Our study also demonstrated that the impairment of adrenal function and structure (indication of adrenocortical cell death) in ANP rats were significantly improved after PARP inhibition. Cell death appears to play a role in adrenocortical remodeling during embryonic and postnatal development of primates [29]. Recent publications suggest a role of PARP in necrosis. For example, necrosis caused by H2O2 in intestinal epithelial cells or fibroblasts is inhibited by PARP antagonists or by PARP-1 deficiency [30]. PARP-1 knockout mice are protected from endotoxin-induce lethality and hemorrhagic shock [31]. These data showed that protection from cell death was achieved by prevention of ATP depletion, which was caused by PARP activation. Apoptosis might represent a regulatory mechanism that allows adrenal gland to cope with stresses as well as functional demands [32]. In our study, apoptotic nuclei were observed in adrenal cortex of pancreatitis rats by TUNEL. In addition, our ultrastructural analysis of adrenocortical cells indicates that PARP inhibition attenuated adrenocortical cell apoptosis and improved ultrastructral changes. Steroidogenesis takes place in mitochondria and the smooth endoplasmic reticulum in the steroid-producing cells, depression of serum corticosterone was related to the direct adrenal injury which was characterized by a sequence of degeneration, hemorrhage, necrosis, and apoptosis in the adrenal cortex [1, 7, 33]. Neutrophils infiltration into inflamed tissue play a crucial role in the breakdown and remodeling of injured tissue [34]. We have demonstrated that rats respond to ANP with a significantly higher degree of tissue neutrophils infiltration in the adrenal gland. In our experiments, 3-AB significantly reduced adrenal MPO response to ANP protocol. It is important to note that in experimental AP, the glucocorticoid agonists attenuated the MPO activity. A recent publication underlines the importance of glucocorticoid action in the control of inflammatory mediator-induced remote organ damage during AP [35]. These results underlines that an appropriate adrenal glucocorticoid response to inflammatory stimuli is critical for the organism to cope with disease.
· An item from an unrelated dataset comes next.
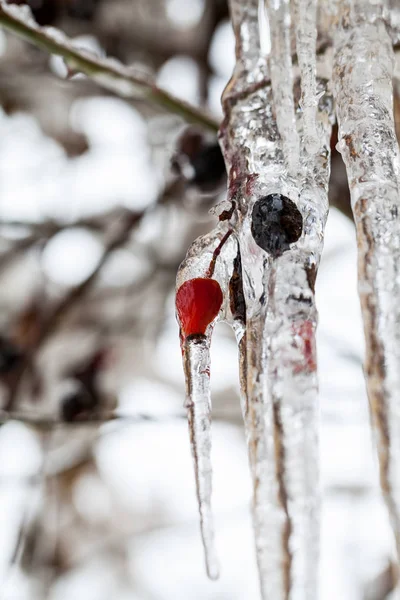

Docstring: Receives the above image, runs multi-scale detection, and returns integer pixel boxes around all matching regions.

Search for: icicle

PARP activation contributes importantly to the pathophysiology of the inflammatory response. Soriano et al. reported significantly lower levels of TNF-α and IL-6 together with a reduced degree of cellular necrosis and organ inflammation in PARP-1 deficient mice with peritonitis [36]. A previous study in a secretagogue-induced murine model of acute pancreatitis [20] demonstrated that PARP-1 antagonism (or deficiency) could reduce damage to the pancreas and the lungs [26, 37]. Conceivably, the protective effects of PARP-1 antagonism in organs other than the pancreas could be secondary to alleviation of pancreatitis. However, we do believe the contribution of direct action of PARP-1. For example, suppression of PARP-1 expression by pharmacological inhibitor or the siRNA protects against oxidative stress-related injuries in cultured human hepatocyte WRL-68 cells [38].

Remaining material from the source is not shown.